Graduate Program in Quantitative and Computational Biosciences, Baylor College of Medicine, Houston, USA.
Jan and Dan Duncan Neurological Research Institute at Texas Children's Hospital, Houston, USA.
BMC Bioinformatics. 2023 Jan 4;24(1):5. doi: 10.1186/s12859-022-05126-7.
Single-cell omics technology is rapidly developing to measure the epigenome, genome, and transcriptome across a range of cell types. However, it is still challenging to integrate omics data from different modalities. Here, we propose a variation of the Siamese neural network framework called MinNet, which is trained to integrate multi-omics data on the single-cell resolution by using graph-based contrastive loss.
By training the model and testing it on several benchmark datasets, we showed its accuracy and generalizability in integrating scRNA-seq with scATAC-seq, and scRNA-seq with epitope data. Further evaluation demonstrated our model's unique ability to remove the batch effect, a common problem in actual practice. To show how the integration impacts downstream analysis, we established model-based smoothing and cis-regulatory element-inferring method and validated it with external pcHi-C evidence. Finally, we applied the framework to a COVID-19 dataset to bolster the original work with integration-based analysis, showing its necessity in single-cell multi-omics research.

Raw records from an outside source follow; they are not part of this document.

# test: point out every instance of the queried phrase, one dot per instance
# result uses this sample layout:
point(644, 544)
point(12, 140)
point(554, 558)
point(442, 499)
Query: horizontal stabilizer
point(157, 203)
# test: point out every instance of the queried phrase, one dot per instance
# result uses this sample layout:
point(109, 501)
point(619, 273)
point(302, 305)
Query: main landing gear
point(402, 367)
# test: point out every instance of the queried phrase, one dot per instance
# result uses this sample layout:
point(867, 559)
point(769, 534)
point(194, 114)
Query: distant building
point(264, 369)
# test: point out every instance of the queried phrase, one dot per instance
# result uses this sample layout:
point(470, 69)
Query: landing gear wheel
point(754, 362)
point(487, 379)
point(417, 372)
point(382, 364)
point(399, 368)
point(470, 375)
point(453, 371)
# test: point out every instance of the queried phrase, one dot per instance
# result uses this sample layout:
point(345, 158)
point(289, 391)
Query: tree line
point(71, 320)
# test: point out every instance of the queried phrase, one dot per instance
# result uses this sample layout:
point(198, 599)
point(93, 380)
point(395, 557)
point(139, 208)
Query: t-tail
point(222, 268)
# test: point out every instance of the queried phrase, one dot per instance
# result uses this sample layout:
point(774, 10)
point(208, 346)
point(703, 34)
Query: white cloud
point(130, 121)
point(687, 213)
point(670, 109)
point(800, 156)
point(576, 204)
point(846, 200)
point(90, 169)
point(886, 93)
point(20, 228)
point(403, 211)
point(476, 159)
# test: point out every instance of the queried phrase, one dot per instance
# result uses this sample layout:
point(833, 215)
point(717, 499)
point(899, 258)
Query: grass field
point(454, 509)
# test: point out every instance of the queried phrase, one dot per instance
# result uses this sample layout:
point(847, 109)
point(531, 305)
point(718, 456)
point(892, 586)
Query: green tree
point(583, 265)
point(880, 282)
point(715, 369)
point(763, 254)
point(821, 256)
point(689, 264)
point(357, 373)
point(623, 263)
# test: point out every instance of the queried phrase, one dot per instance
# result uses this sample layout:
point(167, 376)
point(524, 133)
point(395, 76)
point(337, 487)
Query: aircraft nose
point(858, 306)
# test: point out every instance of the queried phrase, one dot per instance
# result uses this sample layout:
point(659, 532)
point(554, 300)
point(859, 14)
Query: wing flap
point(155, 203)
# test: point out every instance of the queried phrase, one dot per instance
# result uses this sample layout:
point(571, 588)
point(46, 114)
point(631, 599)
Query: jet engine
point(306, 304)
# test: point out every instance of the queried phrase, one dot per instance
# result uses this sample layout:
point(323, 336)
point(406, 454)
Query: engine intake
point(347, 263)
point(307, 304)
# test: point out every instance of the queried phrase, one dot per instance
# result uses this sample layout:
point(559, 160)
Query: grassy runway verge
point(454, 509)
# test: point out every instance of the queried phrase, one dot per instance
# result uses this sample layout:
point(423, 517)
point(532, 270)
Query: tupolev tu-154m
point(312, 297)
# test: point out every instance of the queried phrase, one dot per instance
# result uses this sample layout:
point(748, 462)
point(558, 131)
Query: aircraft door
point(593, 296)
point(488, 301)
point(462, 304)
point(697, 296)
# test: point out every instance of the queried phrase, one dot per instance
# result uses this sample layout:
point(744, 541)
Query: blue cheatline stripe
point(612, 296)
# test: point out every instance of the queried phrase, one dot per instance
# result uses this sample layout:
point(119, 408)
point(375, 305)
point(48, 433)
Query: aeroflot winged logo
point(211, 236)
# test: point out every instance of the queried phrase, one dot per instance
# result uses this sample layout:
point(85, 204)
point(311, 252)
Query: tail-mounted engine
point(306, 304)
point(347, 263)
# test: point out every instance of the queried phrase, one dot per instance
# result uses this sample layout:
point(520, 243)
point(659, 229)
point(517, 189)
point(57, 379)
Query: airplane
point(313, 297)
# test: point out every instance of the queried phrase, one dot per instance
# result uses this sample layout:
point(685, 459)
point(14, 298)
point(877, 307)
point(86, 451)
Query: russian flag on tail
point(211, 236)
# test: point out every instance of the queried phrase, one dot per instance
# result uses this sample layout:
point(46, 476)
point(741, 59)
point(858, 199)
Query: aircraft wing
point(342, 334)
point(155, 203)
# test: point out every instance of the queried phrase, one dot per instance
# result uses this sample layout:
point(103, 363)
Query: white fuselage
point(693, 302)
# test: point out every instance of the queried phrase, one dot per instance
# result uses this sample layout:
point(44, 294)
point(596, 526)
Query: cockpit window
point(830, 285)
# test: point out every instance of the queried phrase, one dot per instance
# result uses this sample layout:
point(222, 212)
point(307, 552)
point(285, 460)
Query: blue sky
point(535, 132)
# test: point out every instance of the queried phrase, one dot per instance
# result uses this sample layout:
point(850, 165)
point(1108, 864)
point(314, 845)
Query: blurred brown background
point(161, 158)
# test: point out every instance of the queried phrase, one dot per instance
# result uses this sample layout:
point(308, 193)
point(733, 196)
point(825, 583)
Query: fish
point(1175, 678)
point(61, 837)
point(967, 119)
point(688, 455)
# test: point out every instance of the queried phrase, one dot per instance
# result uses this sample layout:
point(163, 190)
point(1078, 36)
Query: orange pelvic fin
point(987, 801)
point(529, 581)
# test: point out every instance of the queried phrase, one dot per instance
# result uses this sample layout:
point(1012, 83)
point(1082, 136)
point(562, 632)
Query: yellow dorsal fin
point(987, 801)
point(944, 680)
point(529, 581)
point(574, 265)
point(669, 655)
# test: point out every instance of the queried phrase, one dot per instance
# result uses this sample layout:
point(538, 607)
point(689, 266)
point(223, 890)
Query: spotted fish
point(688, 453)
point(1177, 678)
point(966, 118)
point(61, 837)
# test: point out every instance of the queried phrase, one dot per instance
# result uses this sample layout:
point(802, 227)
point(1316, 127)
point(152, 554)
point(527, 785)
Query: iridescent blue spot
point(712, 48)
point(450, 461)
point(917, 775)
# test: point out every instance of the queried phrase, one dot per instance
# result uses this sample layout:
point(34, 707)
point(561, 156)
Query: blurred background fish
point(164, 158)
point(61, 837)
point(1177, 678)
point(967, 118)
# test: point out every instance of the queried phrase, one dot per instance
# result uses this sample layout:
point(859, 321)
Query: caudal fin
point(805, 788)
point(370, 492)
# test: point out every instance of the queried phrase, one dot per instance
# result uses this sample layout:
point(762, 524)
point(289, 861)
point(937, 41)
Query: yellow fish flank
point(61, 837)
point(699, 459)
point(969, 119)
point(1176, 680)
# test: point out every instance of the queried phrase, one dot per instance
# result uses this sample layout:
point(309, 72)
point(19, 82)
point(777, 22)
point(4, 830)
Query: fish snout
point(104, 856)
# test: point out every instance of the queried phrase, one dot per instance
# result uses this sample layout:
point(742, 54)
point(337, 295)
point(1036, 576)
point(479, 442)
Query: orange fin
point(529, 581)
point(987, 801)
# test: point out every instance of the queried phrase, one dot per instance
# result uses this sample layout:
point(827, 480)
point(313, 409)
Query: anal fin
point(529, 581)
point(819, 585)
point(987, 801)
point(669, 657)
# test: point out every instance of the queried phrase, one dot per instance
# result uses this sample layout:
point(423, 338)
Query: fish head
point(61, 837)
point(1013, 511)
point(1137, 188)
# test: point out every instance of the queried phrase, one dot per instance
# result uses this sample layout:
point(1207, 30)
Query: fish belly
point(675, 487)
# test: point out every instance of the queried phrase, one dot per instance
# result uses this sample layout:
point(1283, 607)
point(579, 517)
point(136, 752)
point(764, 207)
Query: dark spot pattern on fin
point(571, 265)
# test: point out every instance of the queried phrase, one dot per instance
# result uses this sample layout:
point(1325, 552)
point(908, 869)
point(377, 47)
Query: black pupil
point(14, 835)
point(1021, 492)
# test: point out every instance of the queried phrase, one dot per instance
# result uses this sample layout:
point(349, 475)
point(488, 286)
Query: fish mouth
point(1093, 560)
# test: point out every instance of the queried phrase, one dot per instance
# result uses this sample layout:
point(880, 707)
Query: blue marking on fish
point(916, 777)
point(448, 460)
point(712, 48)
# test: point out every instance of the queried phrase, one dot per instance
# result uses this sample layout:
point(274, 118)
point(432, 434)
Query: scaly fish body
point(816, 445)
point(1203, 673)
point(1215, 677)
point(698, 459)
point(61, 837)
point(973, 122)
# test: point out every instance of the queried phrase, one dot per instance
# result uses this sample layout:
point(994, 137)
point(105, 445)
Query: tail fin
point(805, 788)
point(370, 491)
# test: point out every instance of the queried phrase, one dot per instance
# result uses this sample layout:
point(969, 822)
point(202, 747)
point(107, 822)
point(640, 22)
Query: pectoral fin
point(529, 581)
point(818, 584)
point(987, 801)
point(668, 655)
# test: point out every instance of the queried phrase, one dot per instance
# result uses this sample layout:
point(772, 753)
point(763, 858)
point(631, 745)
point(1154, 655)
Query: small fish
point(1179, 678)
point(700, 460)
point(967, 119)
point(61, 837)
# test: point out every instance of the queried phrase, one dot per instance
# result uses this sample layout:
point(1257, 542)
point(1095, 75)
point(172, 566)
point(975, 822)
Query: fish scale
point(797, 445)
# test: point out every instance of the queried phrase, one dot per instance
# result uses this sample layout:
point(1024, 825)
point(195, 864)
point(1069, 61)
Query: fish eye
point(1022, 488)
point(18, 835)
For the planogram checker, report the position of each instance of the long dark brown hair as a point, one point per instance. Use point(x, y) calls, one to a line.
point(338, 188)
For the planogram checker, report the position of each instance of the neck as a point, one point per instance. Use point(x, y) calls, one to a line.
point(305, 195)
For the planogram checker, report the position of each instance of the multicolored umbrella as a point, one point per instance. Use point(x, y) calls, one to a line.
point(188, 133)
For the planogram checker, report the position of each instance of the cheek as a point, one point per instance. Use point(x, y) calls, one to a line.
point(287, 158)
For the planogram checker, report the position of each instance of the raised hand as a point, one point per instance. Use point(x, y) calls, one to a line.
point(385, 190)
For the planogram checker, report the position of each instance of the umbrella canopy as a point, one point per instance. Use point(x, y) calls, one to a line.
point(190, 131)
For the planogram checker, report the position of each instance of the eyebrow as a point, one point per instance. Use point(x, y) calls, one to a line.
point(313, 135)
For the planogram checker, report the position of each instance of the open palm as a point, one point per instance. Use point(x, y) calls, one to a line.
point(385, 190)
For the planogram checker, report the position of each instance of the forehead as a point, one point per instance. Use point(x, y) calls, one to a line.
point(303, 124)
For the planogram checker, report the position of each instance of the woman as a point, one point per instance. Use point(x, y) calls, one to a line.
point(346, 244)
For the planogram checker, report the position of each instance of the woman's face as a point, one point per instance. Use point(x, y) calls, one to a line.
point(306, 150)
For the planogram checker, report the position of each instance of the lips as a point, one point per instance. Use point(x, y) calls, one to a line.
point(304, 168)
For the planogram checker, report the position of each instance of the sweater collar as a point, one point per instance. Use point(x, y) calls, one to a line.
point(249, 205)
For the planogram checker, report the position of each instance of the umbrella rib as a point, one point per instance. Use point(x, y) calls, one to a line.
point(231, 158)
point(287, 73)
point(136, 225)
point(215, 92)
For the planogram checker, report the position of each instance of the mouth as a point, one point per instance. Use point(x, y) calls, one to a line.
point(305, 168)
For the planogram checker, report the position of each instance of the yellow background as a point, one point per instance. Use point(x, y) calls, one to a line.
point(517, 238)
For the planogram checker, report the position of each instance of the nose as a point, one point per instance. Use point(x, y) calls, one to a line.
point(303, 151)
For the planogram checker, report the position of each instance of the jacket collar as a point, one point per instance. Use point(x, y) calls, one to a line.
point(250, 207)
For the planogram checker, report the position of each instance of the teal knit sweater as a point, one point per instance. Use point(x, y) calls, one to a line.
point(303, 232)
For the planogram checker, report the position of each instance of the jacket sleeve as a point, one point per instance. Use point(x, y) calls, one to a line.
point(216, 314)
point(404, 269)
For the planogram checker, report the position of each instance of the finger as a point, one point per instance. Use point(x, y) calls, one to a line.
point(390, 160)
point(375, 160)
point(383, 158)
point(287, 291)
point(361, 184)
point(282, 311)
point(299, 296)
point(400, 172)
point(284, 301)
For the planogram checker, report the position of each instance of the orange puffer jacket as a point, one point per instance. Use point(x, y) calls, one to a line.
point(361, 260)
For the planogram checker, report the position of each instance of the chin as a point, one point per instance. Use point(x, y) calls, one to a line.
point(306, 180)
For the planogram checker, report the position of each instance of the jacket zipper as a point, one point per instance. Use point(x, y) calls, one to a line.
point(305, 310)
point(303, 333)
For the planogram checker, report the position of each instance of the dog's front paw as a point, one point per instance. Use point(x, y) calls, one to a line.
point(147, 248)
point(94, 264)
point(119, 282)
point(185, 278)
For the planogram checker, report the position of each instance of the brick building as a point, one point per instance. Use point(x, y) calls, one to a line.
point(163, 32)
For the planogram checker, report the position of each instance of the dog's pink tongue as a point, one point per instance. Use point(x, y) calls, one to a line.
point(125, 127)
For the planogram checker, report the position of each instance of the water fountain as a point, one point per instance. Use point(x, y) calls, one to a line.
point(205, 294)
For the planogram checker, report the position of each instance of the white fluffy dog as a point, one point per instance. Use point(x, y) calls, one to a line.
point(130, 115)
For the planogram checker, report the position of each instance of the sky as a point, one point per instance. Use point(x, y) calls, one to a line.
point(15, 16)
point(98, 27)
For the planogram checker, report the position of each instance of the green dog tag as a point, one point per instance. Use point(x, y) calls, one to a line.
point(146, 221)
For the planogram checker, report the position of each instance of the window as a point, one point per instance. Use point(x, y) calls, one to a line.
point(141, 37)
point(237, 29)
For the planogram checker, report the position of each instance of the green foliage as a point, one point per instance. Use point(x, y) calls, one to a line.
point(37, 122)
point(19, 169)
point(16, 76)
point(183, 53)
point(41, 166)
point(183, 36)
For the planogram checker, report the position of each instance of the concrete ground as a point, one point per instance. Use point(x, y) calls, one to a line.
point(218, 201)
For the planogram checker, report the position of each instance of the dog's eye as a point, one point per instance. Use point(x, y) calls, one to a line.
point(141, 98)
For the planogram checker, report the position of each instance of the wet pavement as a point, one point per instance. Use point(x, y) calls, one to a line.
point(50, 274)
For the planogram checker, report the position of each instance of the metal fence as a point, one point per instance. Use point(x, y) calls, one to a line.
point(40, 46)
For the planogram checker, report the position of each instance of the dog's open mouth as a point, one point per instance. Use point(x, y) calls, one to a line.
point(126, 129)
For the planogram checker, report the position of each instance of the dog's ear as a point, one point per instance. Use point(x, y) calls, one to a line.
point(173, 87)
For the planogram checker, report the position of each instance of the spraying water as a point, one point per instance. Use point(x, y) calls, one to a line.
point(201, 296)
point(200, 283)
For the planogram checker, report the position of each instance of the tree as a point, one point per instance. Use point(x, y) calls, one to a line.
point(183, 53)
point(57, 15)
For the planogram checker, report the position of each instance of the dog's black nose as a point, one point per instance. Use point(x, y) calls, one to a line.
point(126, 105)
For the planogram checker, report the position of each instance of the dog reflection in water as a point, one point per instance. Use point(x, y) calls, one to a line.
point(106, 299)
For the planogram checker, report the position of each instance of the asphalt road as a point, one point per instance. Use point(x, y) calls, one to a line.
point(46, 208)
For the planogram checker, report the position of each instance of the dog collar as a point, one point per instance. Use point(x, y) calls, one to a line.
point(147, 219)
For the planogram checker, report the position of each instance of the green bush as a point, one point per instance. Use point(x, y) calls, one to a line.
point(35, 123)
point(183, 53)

MinNet is a novel deep-learning framework for single-cell multi-omics sequencing data integration. It ranked top among other methods in benchmarking and is especially suitable for integrating datasets with batch and biological variances. With the single-cell resolution integration results, analysis of the interplay between genome and transcriptome can be done to help researchers understand their data and question.
单细胞组学技术正在迅速发展,以测量多种细胞类型的表观基因组、基因组和转录组。然而,整合来自不同模式的组学数据仍然具有挑战性。在这里,我们提出了一种称为 MinNet 的孪生神经网络框架的变体,该框架通过使用基于图的对比损失来训练单细胞分辨率下的多组学数据集成。
通过对几个基准数据集进行训练和测试,我们展示了该模型在整合 scRNA-seq 与 scATAC-seq 以及 scRNA-seq 与表位数据方面的准确性和通用性。进一步的评估表明,我们的模型具有独特的去除批次效应的能力,这是实际实践中的一个常见问题。为了展示整合对下游分析的影响,我们建立了基于模型的平滑和顺式调控元件推断方法,并通过外部 pcHi-C 证据进行了验证。最后,我们将该框架应用于 COVID-19 数据集,通过基于整合的分析来支持原始工作,展示了其在单细胞多组学研究中的必要性。
MinNet 是一种用于单细胞多组学测序数据整合的新型深度学习框架。它在基准测试中排名第一,特别适合整合具有批次和生物学差异的数据集。通过单细胞分辨率的整合结果,可以对基因组和转录组之间的相互作用进行分析,以帮助研究人员理解他们的数据和问题。